凤翎看着箫蓉惨白而瘦弱的侧脸愣了一回神,却没有说话,转眸也去看同一棵白梅。
一阵风过,枝头的白梅便如雪花,摇摇曳曳而下。
“花开花落,又有几人能看到最后。是吧,阿凤?”箫蓉转脸冲她笑。
什么意思?
凤翎狐疑的没有回答。
箫蓉笑笑,转脸又去看梅,叹道,“有几人能你我一般闲看风云?是喜是忧?”
闲看风云?
凤翎心头大颤。莫非……
“你不记得我了,阿凤?”箫蓉收回目光,将头倚在凤翎的肩上似乎是有些累了,歇了口气,又笑道,“我却是记得你的,阿凤。你对我说,眼睛看到的,未必是真的。心里面想的,未必是假的。记得么,阿凤?”
凤翎惊得一颤。
她想起来了,这句话。
难怪她觉得箫蓉似曾相识。
她见过的。
她在碧湖边遇过的那女子,也是这般的瘦弱。
她记得那女子哭着说,“为什么眼睛看到的和心里想的不一样,她要如何取舍?”
当时她就是这样答的,“眼睛看到的,未必是真的。心里面想的,未必是假的。依心所走,取你所需。”
之后她便赴水而亡。
她的重生或许也引导了其他人命运的改变,但是箫蓉却记得她,记得她死前说的话。那么,她是否目睹过她的死亡,是否又在见证着她的重生?
凤翎打了一个冷颤。
“你还有恨啊,阿凤。”倚在她肩头的箫蓉长叹了口气,道,“我是来找你的,阿凤,我怕自己活不到对你说谢谢的时候。像你说的,取你所需,我想通了这句话,你也要想通透啊。阿凤,恨不能让我们幸福,爱却可以。现在的我,很幸福,阿凤,你也要幸福。”

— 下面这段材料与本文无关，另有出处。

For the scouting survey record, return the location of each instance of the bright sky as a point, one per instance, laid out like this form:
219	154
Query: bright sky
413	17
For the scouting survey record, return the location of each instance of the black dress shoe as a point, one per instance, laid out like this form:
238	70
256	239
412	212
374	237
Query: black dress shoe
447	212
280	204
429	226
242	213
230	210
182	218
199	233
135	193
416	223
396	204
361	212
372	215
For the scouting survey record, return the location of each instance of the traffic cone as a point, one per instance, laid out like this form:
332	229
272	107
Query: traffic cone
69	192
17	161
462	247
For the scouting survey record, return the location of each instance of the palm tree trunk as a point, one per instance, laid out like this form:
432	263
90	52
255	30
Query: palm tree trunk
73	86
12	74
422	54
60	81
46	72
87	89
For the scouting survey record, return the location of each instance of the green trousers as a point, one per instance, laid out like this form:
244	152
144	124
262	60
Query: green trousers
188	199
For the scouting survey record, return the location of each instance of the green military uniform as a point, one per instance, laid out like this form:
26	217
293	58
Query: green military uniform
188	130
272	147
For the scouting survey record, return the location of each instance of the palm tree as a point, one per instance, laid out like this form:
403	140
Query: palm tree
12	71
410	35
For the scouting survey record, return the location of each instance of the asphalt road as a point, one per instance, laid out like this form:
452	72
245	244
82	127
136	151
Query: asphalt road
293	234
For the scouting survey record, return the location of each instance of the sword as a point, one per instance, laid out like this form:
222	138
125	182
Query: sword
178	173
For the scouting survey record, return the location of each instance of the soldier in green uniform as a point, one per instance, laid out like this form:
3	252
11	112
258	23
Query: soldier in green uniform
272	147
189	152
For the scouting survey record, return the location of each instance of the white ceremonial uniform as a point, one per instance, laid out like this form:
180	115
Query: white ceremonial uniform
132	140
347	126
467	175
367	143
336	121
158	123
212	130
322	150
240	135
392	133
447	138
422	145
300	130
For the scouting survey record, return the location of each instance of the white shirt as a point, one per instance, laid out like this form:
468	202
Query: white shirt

箫蓉转脸冲着凤翎的侧脸笑笑,目光便又落在了自己搁在膝间的手指上,“我再醒来的时候是六岁。”
说起自己的重生,箫蓉平淡的像在叙述自己的梦,“那时候,哥哥九岁。我真高兴啊,阿凤,还能看到健健康康的哥哥,还有机会看他的笑脸,不是,是冷脸才对,我就没见他真正笑过,最多不过咧咧唇,呵呵,哥哥的心事重。你呢,阿凤?醒来后,最开心的是什么?”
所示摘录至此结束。